阪和電鉄和泉府中の西北1km、穴師村豊中にあります。我孫子と呼ばれ、創始の年月は明らかでありませんが、式内の古社に属し、一時衰退したのを後に豊臣秀頼が安土桃山時代の慶長7年(1602年)、片桐東市正且元に修理させました。社宝の木造神像83体のうち、天忍穂耳命坐像は東御殿に安置され、西御殿に安置されている栲幡千々姫命坐像、その他男神坐像女神坐像5体とともに国宝に指定されています。神像はいずれも藤原時代の作品で頭部が大きく、体躯は比較的小さく、形相は簡古、男神像は衣冠把笏の坐像、女神像は色彩を施し、頭部半垂で小髷を結び、衣袖広く裳を穿ち、衣には着色または截金をもって菱形、籠の目等の模様を付けています。虫封じの効験があるということで参詣者が絶えないところです。

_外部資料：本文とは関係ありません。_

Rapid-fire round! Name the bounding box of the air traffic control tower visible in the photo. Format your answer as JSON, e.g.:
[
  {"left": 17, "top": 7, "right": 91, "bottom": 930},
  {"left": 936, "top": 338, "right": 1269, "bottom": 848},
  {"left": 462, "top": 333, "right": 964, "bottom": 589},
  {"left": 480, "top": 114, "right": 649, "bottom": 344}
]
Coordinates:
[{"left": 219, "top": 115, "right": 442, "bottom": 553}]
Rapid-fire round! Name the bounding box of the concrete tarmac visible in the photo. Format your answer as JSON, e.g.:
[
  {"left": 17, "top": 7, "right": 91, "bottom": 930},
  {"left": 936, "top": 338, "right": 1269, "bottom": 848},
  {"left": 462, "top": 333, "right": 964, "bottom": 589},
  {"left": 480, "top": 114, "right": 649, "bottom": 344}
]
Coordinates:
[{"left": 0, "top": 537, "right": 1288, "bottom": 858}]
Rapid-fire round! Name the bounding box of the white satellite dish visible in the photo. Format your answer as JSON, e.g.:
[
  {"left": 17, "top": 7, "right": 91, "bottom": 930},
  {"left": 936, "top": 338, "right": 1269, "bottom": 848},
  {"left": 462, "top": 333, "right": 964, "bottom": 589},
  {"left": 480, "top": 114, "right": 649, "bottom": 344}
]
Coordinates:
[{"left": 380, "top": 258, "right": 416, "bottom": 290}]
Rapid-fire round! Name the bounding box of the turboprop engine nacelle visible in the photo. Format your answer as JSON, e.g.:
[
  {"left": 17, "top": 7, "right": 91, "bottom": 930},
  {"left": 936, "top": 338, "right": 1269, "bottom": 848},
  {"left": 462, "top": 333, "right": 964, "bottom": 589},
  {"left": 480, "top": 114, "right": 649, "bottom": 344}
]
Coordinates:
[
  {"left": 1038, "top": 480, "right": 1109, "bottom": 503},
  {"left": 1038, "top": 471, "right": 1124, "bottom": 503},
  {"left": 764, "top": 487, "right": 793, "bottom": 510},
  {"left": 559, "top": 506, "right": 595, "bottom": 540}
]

※底本:『日本案内記 近畿篇 下(初版)』昭和8年(1933年)発行

令和に見に行くなら

名称
泉穴師神社
かな
いずみあなしじんじゃ
種別
見所・観光
状態
現存し見学できる
住所
大阪府泉大津市豊中町1-1-1
参照
参考サイト(外部リンク)

日本案内記原文

阪和電鐵和泉府中の西北一粁、穴師村豐中にある。我孫子と俗稱し、創始の年月は詳かでないが、式內の古社に屬し、一時衰退したのを後豐臣秀賴、慶長七年片桐東市正且元をして修理せしめた。社寶の木造神像八十三躯のうち、天忍穗耳命坐像は東御殿に安置せられ、西御殿に安置される栲幡千々姬命坐像、その他男神坐像女神坐像五軀と共に國寶に指定されて居る。神像はいづれも藤原時代の作品で頭部大に、體躯比較的小、形相簡古、男神像は衣冠把笏の坐像、女神像は色彩を施し、頭部半垂で小髷を結び、衣袖濶く裳を穿ち、衣には着色または截金を以て菱形、籠の目等の模樣を附して居る。蟲封じの效驗が著しいと云ふので參詣者が絕えない。